Hope Foley, who handles media relations for the Audubon Society of Rhode Island, it grateful for Mr. Lombardi's talents and commitment. "Butch is always so generous in allowing us to use his photography to support our programs and mission," she said. "He feels strongly about allowing his work to be used to promote any type of conservation cause."

This year, Mr. Lombardi's photography reached an even wider audience after he entered 10 photographs in the 2018 National Wildlife Federation's annual contest. Though he did not win, two of his photographs were selected for reprint as holiday cards: a New Hampshire landscape for a Thanksgiving card, and his image "Snowy Owl Wonderland" was selected for both a Christmas card and the NWF annual calendar, as well as Audubon's annual calendar.

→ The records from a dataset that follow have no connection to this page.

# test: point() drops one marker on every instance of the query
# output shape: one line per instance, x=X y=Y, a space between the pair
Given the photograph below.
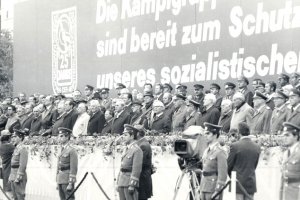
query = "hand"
x=131 y=190
x=70 y=187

But it was in his role as a longtime volunteer helping monitor Osprey nests in the area that Mr. Lombardi has had probably his most gratifying experience in all his decades of observing and photographing wildlife.

Osprey monitoring is a Audubon Society of Rhode Island program that runs annually, from about April to July. Volunteers are assigned a nest or two, and they visit weekly, to see how the nests are doing, how many eggs hatch, and how many hatchlings fledge. Mr. Lombardi monitors several nests along the Palmer River, many that are only accessible by kayak.

Several years ago, in August, after the fledge, Mr. Lombardi got an email from Rob Bierregard of the Academy of Natural Sciences, one of the world's foremost Osprey experts. Mr. Bierregard had tagged a young Osprey, dubbed "Lizzie", which had fledged in New Hampshire, but stalled her migration at one of Mr. Lombardi's Palmer River nests.

"This usually means they are dead," said Mr. Lombardi. "But they knew she was on the river and asked me to check on her. She happened to be in a nest I could access through a friend's property. I could see the sun glinting off the transmitter, so I knew it was Lizzie. I started going every day."

Over the next 2 weeks Mr. Lombardi observed the young Osprey, using his camera to take notes on her behavior as she moved into a strange next and called for other Osprey parents to bring her fish (which they did.)

Then one day, an email from another Academy of Natural Sciences researcher, Iain MacLeod, alerted Mr. Lombardi to the ominous fact that Lizzie's transmitter had not moved in 24 hours. It took 3 visits before Mr. Lombardi found Lizzie, dead in the eelgrass.

He thinks a Peregrine Falcom, captured on camera a few days prior, may have killed her.

In 2016, based on the research and photographs conducted by Mr. Lombardi, Mr. Bierregard published a paper in the Academy of Natural Science's Journal of Raptor Research, titled "Long-distance Nest Switching by a Juvenile Osprey." Mr. Lombardi and Mr. MacLeod are listed as co-authors. The article includes an image, taken by Mr. Lombardi, of Lizzie tangling with the nest's rightful occupant over a fish.

"Imagine that," laughed Mr. Lombardi. "A dummy with no science degree and my work is published in a science journal."

Locally, Sachuest Point is one of Mr. Lombardi's favorite places to shoot. This time of year it's known to host a Snowy Owl or two, but ironically, the local Snowy Owl meccas are, according to Mr. Lombardi, Logan Airport, and to a lesser degree, Green. "It mimics the arctic tundra," he said. "A big square of flat open land."

It's not just birds that Mr. Lombardi enjoys photographing — a recent wilderness canoe trip to Maine yielded images of a bull moose in velvet and several otters. But even if birds aren't always easy to capture on camera, they're everywhere. "Go out any day," he said, "and you will see some kind of bird."